Davalılar vekilinin istinaf talebine cevap dilekçesinde özetle; mahkemece yapılan yargılama sonucunda davacının davası reddedilmiş olup redde yönelik kararın hukuka ve yasaya uygun olduğundan davacının istinaf başvurusunun reddini talep etmiştir.
DELİLLERİN TARTIŞILMASI VE GEREKÇE:
Dava; eser sözleşmesinden kaynaklı alacak ve tazminat istemine ilişkindir.

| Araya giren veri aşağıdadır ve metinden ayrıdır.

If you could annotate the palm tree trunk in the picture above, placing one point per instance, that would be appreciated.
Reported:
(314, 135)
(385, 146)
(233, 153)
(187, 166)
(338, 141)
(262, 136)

Davacının yüklenici olup davalıların oluşturduğu adi ortaklığın iş sahibi olduğu taraflar arasında asıl işverene ait işe ilişkin tesisat montaj işi nedeniyle 14/07/2015 Tarihli olduğu belirtilen eser sözleşmesinin aktedildiği, 02/12/2015 Tarihli 5 nolu hakediş raporundan sonra 08/12/2015 Tarihli Kesin Hesap Raporu başlıklı belgenin düzenlenip, 10/12/2015 Tarihli davacı tarafça keşide edilen ihtarnamede 30/11/2015 tarihinde ihtar eden yükleniciye haklı ve makul sebep olmadığı iddiasıyla iş programı verilmeyerek fiili olarak iş durdurma yoluna gidildiğini, 376.529,43-TL +KDV hak ediş alacağının kendisine ödenmesinin talep olunduğu, 14/12/2015 Tarihli iş sahipleri tarafından ihtarda ise belirtilen gerekçeler ve sözleşmenin 17.maddesi gereğince sözleşmenin feshine ilişkin ihtarname keşide edilmiştir.
Davacı tarafça 05/01/2016 Tarihli Konya 4.Asliye Hukuk Mahkemesine verilen delil tespiti talepli dilekçeyle mahallinde 08/01/2018 Tarihli tespit icra edilmiş, tespit neticesi alınan bilirkişi raporunda gerek tedarik edilen malzemelerin gerekli özelliklere sahip olmaması gerekse de montajda yapılan hata ve eksikliklerin olumsuzluklara sebebiyet verdiği belirtilmiştir.
İlk derece mahkemesince keşif neticesi alınan 17/09/2018 Tarihli bilirkişi raporunda birim fiyatlı sözleşmede kesin hakediş raporunda imza altına alınan 687.579,82-TL bedelde bir sorun olmadığı, demirbaş masrafı olarak faturalandırılıp talep edilen miktarın zaten alt yükleniciye ait olmasına rağmen 49.134,05-TL’sının da hakedişe işlendiği rapor edilmiştir.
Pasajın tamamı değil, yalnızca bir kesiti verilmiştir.